A Safe Distance is a 2026 Canadian crime thriller film directed by Gloria Mercer. The film stars Bethany Brown as Alex, a woman who is abandoned in the forest by her boyfriend Joey (Chris McNally) after rejecting his marriage proposal; she then comes across the off-the-grid camp of Matt (Cody Kearsley) and Kianna (Tandia Mercedes), a couple hiding out from the law after committing bank robbery, and becomes drawn into the couple's relationship as a third partner.

The film, Mercer's full-length directorial debut, is an expansion of her 2021 short film of the same title, which starred Lissa Neptuno as Alex and Emma Soothill as Kianna. It was shot in British Columbia in 2024, and produced by Mercer and screenwriter Aidan West under their See Horse Films banner along with Nic Altobelli of Area V5 Pictures.

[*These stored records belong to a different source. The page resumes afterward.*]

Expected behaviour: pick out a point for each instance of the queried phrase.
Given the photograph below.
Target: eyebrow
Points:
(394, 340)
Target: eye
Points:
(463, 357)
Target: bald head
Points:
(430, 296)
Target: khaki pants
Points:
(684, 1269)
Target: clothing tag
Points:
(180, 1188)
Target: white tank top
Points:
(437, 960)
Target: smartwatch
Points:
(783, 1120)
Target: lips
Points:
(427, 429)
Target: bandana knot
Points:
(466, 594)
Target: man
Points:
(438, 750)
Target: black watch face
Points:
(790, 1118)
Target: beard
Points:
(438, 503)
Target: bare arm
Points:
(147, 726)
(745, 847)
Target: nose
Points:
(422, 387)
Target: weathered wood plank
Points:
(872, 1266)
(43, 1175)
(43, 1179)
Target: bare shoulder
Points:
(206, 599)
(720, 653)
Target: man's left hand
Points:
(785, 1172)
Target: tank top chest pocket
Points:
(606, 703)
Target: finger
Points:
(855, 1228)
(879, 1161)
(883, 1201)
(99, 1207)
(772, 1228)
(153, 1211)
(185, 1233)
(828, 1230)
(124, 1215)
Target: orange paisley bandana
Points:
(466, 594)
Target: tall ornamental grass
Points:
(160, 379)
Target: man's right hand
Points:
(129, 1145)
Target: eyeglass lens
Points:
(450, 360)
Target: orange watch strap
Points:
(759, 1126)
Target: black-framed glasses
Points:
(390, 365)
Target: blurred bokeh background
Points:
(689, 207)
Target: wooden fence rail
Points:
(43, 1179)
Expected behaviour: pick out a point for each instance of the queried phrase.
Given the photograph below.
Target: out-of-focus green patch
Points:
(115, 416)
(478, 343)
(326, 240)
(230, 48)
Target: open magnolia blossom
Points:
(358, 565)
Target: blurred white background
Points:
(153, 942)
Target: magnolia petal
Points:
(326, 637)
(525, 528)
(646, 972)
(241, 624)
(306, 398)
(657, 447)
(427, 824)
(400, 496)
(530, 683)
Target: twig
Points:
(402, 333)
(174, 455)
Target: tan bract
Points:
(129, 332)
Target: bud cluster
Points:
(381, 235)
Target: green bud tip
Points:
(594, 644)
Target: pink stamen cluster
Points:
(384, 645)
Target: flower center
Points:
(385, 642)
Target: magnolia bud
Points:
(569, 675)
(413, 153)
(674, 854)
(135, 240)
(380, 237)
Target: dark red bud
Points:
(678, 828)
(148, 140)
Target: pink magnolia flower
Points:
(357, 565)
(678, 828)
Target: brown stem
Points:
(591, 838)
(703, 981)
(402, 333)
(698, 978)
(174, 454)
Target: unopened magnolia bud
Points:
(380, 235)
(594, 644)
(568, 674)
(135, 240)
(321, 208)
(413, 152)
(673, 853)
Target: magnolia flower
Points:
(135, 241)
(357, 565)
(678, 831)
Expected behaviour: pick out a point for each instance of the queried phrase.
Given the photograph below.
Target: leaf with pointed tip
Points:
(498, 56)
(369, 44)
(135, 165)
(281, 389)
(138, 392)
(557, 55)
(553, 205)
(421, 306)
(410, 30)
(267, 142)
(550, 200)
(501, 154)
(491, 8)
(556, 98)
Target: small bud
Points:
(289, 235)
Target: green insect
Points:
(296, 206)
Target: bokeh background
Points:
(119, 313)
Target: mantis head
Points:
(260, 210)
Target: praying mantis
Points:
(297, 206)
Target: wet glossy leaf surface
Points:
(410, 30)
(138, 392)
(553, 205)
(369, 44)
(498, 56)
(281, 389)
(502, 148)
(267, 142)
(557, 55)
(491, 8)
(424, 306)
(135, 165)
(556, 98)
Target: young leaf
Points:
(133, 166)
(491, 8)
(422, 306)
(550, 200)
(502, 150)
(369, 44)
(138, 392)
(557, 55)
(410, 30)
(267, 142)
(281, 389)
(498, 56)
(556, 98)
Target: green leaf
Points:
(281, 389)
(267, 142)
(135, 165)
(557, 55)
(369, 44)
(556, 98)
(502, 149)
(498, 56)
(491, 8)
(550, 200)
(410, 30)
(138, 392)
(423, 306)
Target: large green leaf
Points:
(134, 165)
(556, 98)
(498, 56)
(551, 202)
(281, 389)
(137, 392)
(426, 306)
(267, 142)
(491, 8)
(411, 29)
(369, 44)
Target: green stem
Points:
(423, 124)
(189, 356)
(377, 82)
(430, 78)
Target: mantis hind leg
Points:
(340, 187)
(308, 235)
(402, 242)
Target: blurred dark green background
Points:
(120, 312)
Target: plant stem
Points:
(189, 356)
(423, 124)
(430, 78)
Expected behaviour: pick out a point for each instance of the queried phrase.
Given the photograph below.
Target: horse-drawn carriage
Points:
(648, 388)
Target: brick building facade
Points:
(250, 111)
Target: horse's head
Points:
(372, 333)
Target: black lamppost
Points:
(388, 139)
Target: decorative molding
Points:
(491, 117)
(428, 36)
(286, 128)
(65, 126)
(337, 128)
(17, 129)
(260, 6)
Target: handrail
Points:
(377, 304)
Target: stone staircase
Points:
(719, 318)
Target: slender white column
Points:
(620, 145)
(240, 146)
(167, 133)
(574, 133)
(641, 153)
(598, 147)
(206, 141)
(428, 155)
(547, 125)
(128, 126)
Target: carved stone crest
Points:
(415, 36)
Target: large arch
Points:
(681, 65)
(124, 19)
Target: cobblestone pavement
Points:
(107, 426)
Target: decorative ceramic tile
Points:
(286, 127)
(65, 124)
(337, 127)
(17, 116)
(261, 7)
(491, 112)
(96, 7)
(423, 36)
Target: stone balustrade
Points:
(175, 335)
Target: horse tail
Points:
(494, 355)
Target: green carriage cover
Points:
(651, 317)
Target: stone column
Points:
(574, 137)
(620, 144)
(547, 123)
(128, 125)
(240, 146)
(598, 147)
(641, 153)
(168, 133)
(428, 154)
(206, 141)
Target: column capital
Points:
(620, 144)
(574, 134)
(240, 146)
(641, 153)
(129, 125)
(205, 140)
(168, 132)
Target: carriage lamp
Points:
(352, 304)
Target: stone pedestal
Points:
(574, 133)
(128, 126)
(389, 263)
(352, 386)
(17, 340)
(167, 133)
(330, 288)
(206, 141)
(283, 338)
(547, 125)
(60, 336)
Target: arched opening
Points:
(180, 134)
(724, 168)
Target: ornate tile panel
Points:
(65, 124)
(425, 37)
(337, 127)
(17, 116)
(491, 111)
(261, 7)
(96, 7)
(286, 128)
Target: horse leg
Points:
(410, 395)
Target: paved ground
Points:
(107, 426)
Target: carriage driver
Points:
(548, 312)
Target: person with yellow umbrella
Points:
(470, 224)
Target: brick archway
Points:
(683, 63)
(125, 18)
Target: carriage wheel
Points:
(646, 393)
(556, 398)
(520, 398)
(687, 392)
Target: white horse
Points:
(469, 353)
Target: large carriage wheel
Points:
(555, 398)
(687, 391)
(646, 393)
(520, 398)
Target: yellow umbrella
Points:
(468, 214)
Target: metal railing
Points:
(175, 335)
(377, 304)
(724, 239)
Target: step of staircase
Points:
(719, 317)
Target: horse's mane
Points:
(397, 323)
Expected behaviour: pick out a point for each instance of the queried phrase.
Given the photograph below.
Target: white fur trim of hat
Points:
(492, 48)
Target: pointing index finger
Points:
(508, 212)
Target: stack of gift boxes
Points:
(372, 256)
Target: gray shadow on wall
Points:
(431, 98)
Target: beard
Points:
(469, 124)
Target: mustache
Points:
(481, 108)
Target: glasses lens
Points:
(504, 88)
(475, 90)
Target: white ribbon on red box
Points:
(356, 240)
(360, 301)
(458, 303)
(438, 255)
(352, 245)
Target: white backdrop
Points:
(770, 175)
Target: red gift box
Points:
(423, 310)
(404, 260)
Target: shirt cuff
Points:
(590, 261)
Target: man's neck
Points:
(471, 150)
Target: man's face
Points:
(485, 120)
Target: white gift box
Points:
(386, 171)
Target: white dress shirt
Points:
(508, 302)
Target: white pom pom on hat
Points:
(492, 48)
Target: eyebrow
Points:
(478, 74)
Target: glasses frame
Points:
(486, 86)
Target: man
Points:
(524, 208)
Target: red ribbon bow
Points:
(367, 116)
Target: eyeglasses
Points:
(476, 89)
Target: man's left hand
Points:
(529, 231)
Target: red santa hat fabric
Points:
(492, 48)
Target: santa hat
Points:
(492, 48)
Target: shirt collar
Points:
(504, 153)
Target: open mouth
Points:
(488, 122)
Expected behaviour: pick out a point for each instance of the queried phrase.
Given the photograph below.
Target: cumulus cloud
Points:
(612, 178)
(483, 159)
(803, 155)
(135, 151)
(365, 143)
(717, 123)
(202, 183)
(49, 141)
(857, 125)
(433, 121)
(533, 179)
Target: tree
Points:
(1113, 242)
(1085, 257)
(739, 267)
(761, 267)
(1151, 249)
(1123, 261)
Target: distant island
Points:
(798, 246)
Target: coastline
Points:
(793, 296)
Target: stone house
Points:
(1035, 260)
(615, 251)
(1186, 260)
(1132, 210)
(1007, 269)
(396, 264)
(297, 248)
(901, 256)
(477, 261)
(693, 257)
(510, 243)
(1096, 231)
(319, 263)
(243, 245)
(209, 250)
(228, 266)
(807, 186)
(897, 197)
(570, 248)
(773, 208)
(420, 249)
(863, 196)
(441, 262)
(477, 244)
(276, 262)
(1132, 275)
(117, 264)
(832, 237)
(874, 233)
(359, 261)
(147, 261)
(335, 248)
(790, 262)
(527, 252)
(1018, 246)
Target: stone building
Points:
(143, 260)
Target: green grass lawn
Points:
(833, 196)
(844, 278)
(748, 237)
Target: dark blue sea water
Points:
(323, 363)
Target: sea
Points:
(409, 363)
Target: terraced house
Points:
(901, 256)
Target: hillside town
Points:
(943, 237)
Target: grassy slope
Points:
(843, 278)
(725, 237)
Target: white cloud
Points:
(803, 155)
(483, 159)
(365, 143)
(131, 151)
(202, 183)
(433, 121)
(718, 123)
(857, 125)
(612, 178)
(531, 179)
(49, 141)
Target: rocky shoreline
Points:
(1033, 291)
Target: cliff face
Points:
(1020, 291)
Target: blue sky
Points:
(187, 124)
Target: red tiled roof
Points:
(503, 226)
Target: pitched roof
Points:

The film premiered at the 2026 South by Southwest Film & TV Festival. Its Canadian premiere took place at the 30th Fantasia International Film Festival in July 2026.

==Critical response==
Brian Tallerico of RogerEbert.com favourably reviewed the film, comparing it to the work of Patricia Highsmith, particularly Deep Water and its 2022 film adaptation. He concluded that "some of the material about the 'freedom' of the criminal life is a bit overwritten (although that’s sometimes-intentional given Matt is a bit of a blowhard), and the final act has a few choices and a twist that didn’t land for me, but the bulk of 'A Safe Distance' works. Not only is Mercedes a magnetic performer, Mercer shoots her limited settings well, giving the film a lush, natural look. I think Patricia Highsmith would have dug it."

==Awards==
At Fantasia, the film tied with Insectasy for the Bronze Audience Award for Canadian films.